The opening night performance of children’s musical Angela’s Flying Bed began with an audience member rushing from his seat into the wings to loudly answer his cell phone as the lights went down, leaving his poor daughter sitting alone in the dark. The beginning of the show itself features neglected little Angela, whose two parents are so busy talking on cell phones that they never spend any quality time with her. If that’s not life imitating art (or the other way around), then what is? Locked up at home without a babysitter and no one to play with, little Angela must rely on her imagination to pass the time. She invents a flying, saucy bed that takes her to magical lands with charming creatures: a beach with a trio of selfish shellfish, a desert with a family of camels, and a mountain where llamas wear pajamas.

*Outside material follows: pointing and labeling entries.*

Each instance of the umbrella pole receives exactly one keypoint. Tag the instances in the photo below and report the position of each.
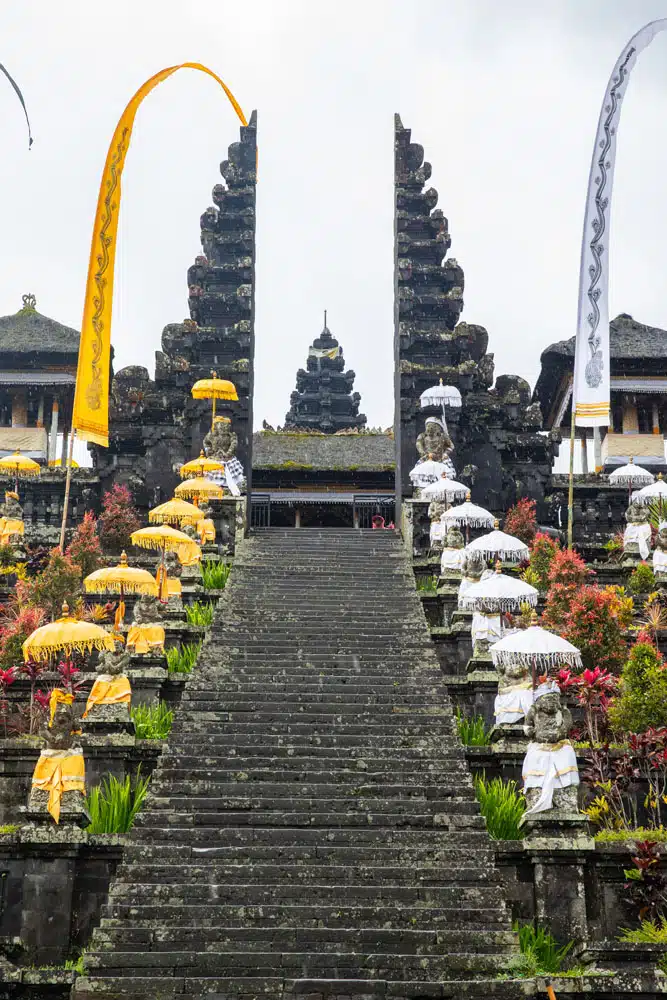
(570, 492)
(68, 483)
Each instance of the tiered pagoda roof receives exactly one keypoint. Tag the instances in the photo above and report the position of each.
(323, 399)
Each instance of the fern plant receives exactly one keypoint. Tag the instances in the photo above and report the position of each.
(502, 805)
(472, 729)
(200, 613)
(114, 804)
(215, 574)
(182, 661)
(152, 722)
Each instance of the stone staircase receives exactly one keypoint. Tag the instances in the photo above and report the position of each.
(311, 828)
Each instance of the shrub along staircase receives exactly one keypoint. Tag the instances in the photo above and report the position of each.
(311, 828)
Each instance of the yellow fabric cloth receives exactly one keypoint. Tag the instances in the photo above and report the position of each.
(108, 690)
(206, 530)
(91, 397)
(10, 526)
(145, 638)
(58, 697)
(59, 771)
(188, 555)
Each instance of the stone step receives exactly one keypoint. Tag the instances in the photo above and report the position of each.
(166, 915)
(320, 939)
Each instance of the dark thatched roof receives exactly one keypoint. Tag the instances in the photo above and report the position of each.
(28, 332)
(296, 450)
(627, 339)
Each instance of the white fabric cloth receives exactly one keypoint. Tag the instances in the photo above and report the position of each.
(438, 532)
(591, 360)
(641, 534)
(486, 628)
(660, 562)
(512, 704)
(549, 767)
(451, 559)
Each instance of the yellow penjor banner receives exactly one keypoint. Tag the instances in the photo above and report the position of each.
(91, 398)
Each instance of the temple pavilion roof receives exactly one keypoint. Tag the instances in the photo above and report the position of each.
(364, 452)
(28, 332)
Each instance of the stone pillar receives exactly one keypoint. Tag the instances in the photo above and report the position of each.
(584, 452)
(53, 438)
(19, 409)
(597, 449)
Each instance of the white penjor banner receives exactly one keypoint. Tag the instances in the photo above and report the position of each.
(591, 357)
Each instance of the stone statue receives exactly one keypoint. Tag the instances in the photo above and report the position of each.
(147, 611)
(637, 535)
(221, 443)
(435, 442)
(108, 706)
(550, 772)
(453, 550)
(660, 555)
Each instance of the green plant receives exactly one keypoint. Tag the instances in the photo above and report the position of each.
(540, 947)
(59, 582)
(182, 661)
(215, 574)
(648, 932)
(638, 833)
(502, 805)
(472, 730)
(152, 722)
(200, 613)
(642, 580)
(542, 552)
(85, 549)
(114, 804)
(642, 698)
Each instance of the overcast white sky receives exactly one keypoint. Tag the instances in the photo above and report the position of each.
(504, 96)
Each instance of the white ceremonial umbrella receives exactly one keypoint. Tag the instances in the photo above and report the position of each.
(441, 395)
(657, 491)
(534, 647)
(500, 545)
(444, 489)
(427, 472)
(498, 593)
(631, 475)
(468, 515)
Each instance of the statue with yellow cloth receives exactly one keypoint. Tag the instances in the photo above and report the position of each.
(111, 694)
(12, 527)
(146, 635)
(58, 781)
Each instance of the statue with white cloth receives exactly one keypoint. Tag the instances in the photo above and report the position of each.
(637, 535)
(660, 555)
(550, 772)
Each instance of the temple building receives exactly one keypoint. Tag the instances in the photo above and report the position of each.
(323, 399)
(38, 359)
(638, 397)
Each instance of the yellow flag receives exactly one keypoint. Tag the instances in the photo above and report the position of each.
(91, 396)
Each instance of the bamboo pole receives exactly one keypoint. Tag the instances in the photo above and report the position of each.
(68, 483)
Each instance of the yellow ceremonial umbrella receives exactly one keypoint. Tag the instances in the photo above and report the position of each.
(199, 488)
(198, 466)
(175, 511)
(64, 636)
(166, 539)
(121, 579)
(19, 466)
(214, 388)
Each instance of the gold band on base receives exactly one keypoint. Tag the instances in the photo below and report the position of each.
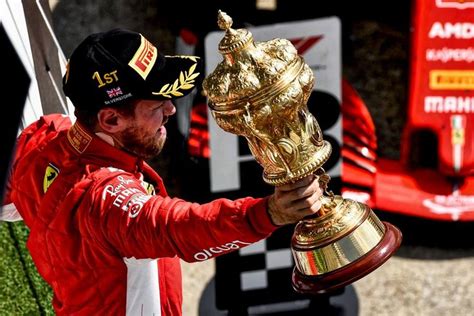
(341, 252)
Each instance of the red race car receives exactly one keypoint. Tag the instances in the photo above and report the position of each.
(435, 176)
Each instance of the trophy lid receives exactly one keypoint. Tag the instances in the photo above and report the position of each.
(250, 72)
(233, 39)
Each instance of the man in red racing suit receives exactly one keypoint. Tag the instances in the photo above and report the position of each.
(103, 231)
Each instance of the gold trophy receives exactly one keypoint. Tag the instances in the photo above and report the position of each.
(260, 91)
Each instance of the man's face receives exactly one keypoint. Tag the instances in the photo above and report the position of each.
(145, 135)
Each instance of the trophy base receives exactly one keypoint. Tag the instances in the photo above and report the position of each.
(352, 272)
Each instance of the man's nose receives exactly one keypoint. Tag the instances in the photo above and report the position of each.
(169, 108)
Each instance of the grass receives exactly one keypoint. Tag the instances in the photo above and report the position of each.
(22, 290)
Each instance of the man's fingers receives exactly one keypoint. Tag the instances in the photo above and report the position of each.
(298, 184)
(311, 203)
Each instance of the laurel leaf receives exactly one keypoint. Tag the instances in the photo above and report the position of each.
(164, 88)
(193, 76)
(192, 68)
(187, 86)
(175, 85)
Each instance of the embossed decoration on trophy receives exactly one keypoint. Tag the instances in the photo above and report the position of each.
(260, 91)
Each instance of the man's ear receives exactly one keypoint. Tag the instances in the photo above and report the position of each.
(110, 120)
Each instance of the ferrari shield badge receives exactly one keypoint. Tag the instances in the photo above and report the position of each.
(49, 176)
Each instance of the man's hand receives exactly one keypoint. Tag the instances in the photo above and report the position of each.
(292, 202)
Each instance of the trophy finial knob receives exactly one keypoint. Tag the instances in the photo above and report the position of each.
(223, 20)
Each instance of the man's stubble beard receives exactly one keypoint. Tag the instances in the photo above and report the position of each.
(140, 145)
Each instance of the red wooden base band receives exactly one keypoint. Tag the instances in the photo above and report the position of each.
(352, 272)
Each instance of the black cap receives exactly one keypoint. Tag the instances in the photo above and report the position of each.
(109, 68)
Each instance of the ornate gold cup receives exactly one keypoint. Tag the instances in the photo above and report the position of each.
(260, 91)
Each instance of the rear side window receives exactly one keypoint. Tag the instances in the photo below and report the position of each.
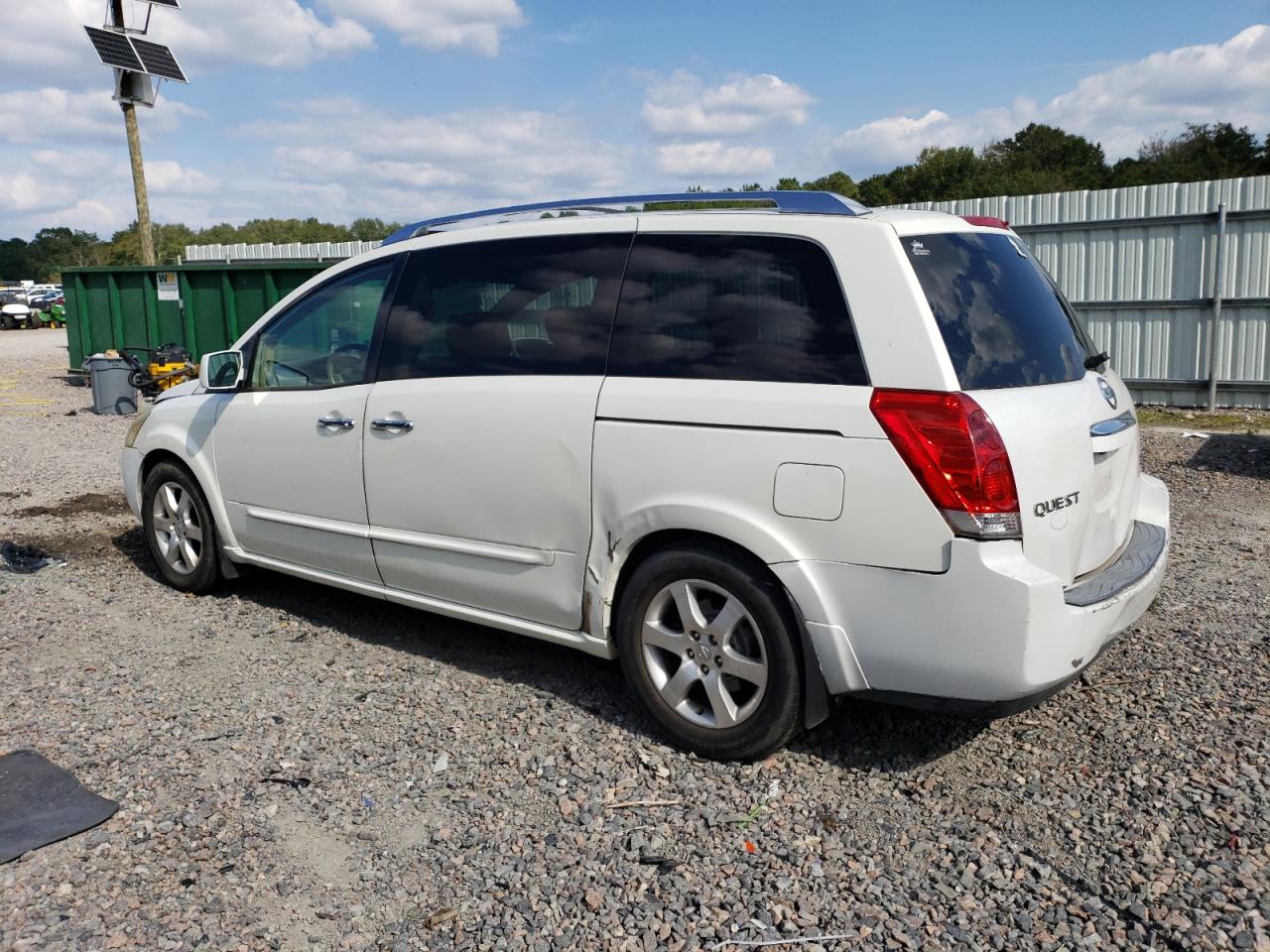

In Angela’s mind, each of these wisecracking animals sings a similar cut time, upbeat number to entertain her. Can Angela eventually get her parents to do the same?
Angela’s Flying Bed is a charming idea poorly executed. Problems are apparent from the opening number, where the complicated patter structure evades young Maya Gaston, who plays the title character. While critiquing child performers is a precarious situation at best, there’s no denying that Gaston looks unhappy onstage throughout, particularly during her ballad “Again.” No one wants to watch a sad looking youngster. In the show’s penultimate and best number, personality-filled Luke Marcus, the show’s other child actor, blatantly outshines his female co-star. The minor-to-minor face-off creates an awkward tension onstage.
Book writer Karl Greenberg and composer Dave Hall should give Mel Brooks a call. Their show is peppered with the kind of vaudeville word shtick that would have made them a fortune 75 years ago. A huge majority of the show rhymes in an amusing way that never feels forced. Unfortunately, the production lacks the energy and the drive necessary for these puns to be consistently funny. Most just fall by the wayside. The adult character actors try their best to ham up the material, but the results are mixed, and the ending is anticlimactic at best.